We have implemented the RLM pattern in DSPy, allowing you to quickly and easily try RLMs with your existing DSPy programs or with new tasks. Today we're going to walk through how RLMs work, to establish a mental model for when and how might want to apply them, then get you up and running with an example in DSPy.

RLMs Manage Two Buckets of Context

RLMs work by providing an LLM with a REPL-like interface (think: a Jupyter Notebook), where they can explore, analyze, and load information by writing Python code. There is the variable space (the information stored in the REPL) and the token space (the context extracted from the variable space).

In a normal coding agent, you might provide the following context:

Your inputs are the following: Context: {LONG_context}, Other Inputs: {LONG_other_inputs}

If your inputs are sufficiently long, you could already be triggering context rot. Or, if your context is really long, you might not even fit in the model's context window.

With an RLM, on the other hand, the following context is provided:

Your inputs are the following: Context, Other Inputs.

You can access them inside your repl as variables. The variables are `context` and `other_inputs` respectively.

Previews:
context: {context[:100]}
other_inputs: {other_inputs[:100]}

Then we would prompt the LLM to write code in whatever language you have implemented the REPL in, which for both Alex's and DSPy's implementations is Python.

Then you run the code, append the output to history, and repeat.

Recursively Prompting LLMs in the REPL

The "Recursion" in "RLM" describes the LLM's ability to prompt itself, which we allow it to do in the REPL. This ability is exposed as a function.

In the case of dspy.RLM, we implement a single sub_llm() call. The main LLM can prepare a prompt and task a sub LLM with working on some information in the variable space. The results are returned in the variable space, as with any other function in a REPL, which the LLM can choose or choose not to tokenize.

Part of the beauty of this is that how the LLM splits up the work is undefined. Given a list of 10 long documents, the LLM could choose to split the work into 10 subcalls, or combine the work and parse the outputs, chunk sequentially, etc.

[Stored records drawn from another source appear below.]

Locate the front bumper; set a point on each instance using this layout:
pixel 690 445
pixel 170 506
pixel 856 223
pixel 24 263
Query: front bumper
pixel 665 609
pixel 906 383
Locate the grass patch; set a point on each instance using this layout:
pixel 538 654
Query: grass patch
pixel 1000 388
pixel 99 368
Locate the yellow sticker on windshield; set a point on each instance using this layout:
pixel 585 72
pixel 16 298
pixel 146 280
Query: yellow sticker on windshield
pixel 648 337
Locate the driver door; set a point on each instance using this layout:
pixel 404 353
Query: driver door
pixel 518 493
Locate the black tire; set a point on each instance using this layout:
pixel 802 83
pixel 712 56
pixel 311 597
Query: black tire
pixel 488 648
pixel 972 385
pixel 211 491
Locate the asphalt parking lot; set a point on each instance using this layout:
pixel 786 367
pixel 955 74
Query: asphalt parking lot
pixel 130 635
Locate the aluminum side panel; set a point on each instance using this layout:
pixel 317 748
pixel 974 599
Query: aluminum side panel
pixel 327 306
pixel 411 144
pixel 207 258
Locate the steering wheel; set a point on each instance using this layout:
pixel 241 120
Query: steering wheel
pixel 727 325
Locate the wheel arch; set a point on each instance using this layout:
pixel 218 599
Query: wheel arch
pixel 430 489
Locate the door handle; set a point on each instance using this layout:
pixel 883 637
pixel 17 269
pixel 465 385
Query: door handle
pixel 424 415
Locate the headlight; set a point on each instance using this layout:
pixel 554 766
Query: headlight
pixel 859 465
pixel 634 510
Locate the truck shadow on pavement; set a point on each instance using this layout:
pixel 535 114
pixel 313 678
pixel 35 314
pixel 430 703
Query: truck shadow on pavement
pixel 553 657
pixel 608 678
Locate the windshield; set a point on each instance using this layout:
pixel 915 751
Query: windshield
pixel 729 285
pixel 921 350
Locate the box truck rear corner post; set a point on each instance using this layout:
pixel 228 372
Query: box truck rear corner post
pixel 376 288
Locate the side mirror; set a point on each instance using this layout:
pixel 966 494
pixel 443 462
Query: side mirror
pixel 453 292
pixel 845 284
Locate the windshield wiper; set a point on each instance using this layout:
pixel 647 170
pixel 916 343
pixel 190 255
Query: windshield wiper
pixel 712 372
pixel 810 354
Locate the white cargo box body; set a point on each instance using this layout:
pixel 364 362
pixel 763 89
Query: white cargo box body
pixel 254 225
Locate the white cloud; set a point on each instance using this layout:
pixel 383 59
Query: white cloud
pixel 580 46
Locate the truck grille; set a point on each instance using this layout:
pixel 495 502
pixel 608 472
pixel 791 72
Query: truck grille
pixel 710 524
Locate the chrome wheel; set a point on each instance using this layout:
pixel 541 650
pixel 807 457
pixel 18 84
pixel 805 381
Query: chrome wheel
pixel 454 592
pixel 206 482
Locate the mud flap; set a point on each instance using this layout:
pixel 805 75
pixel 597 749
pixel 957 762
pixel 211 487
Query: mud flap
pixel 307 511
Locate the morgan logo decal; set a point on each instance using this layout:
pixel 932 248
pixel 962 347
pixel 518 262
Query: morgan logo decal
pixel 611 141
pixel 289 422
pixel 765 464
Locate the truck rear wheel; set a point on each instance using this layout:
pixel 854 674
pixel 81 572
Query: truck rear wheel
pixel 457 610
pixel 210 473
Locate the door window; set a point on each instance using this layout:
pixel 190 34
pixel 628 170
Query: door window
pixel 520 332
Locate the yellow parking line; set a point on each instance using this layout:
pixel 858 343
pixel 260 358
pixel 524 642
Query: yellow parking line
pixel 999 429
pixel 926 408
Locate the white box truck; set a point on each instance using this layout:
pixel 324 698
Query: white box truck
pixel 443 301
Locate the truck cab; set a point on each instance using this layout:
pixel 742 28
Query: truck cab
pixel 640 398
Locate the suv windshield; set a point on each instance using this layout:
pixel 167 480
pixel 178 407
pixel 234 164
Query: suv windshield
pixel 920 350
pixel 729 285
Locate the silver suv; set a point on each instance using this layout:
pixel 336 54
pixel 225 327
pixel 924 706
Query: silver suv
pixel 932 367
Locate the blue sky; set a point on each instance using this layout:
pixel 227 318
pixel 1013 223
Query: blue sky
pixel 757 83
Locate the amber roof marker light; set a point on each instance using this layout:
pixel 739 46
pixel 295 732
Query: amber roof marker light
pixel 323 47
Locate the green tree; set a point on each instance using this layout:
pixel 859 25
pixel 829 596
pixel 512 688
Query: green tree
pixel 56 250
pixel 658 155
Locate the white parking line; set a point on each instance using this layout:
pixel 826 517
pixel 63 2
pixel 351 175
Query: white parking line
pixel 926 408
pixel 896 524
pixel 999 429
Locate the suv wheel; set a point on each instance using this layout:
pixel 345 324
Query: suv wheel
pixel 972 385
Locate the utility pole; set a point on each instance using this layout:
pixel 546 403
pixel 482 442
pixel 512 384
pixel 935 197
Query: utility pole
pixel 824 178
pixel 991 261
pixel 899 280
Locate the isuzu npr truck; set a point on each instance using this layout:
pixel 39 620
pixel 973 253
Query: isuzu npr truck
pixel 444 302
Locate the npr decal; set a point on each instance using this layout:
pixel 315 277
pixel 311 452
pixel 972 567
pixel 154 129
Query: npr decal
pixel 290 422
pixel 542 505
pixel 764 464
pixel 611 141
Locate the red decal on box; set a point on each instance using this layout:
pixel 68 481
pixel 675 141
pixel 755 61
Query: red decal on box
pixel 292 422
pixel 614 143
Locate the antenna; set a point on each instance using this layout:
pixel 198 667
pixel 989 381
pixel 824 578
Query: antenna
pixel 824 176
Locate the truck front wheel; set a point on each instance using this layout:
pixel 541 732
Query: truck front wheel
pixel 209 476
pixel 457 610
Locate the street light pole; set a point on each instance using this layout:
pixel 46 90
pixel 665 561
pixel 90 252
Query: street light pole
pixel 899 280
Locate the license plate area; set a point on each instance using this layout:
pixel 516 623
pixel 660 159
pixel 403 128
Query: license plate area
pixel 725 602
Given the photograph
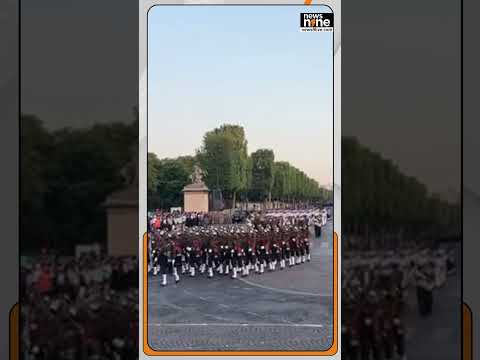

This kinda sounds like Claude Code, or the way most coding agents work. They fire off subagents to do work, then return the output to the main context. It's similar, but there's a crucial difference: Claude Code, out of the box, doesn't save outputs to a variable space that it can manipulate. For example, a Claude Code subagent returns a blob of text back into the context by default.

If Claude Code were to adopt a pattern where subagents write their results to files, we could consider this an RLM pattern.

And this turns out to be the difference maker. By providing the LLMs with a shared space to explore and store information outside the token space, RLMs unlock some incredible capabilities. Context rot is mitigated and tasks that can't fit into a single context window are suddenly addressable.

DSPy is the Easiest Way to Try RLMs

By extending DSPy with the RLM based paradigm, we are able to increase the capabilities and enforce some structure onto the RLM call.

For example, dspy.RLM gets to take advantage of the structure of the provided Signature. If your inputs include typed parameters or arbitrary data structures, that information is immediately provided to the RLM. When passing only strings, we find RLMs will spend the first few iterations just exploring the shape of the information. Signatures help us avoid this step.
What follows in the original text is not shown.